Allegory — expression of truths with symbolic fiction

And same with Jonah being swallowed by the whale [or large fish]
I agree with you for the most part. The only slight difference is that i think it is myth that is built on an actual event. These ancient writers might have mythologize the event to either explain it (which is possible that they might have believed it literally) or to use it tell a story. Perhaps a global flood didn't occur, nor was there any god involved, but there was a major flood in some major area. But it's also interesting that a lot of ancient civilizations around the world have a flood myth.

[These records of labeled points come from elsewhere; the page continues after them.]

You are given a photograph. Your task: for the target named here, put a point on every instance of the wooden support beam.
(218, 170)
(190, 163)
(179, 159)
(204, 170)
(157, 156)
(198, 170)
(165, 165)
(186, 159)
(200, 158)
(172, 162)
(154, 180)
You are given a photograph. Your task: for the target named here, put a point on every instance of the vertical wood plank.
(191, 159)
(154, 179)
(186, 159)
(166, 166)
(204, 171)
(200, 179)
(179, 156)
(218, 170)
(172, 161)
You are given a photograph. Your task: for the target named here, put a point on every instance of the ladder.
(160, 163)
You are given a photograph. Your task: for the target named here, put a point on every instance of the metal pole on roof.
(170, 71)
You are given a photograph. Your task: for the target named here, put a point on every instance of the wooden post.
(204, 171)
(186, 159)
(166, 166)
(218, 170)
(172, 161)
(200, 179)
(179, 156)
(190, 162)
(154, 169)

Especially common in world mythologies are stories about world-ending floods and the chosen individuals that managed to survive them, like the biblical Noah and Utnapishtim, the ark builder in the Epic of Gilgamesh, a text thought to be even older than the Abrahamic religions. In Aztec mythology, a man named Tata and his wife Nena carve out a cypress tree after being warned of a coming deluge by the god Tezcatlipoca, while Manu, the first man in Hindu folklore, was visited by a fish that guided his boat to the peak of a mountain. The list goes on.

This all begs the question: Why is there such astounding similarity between the oral traditions of geographically separated peoples? Anthropologists, psychologists, and archaeologists have spent years looking for an answer. To this day, however, there still isn’t a theory that everyone agrees with.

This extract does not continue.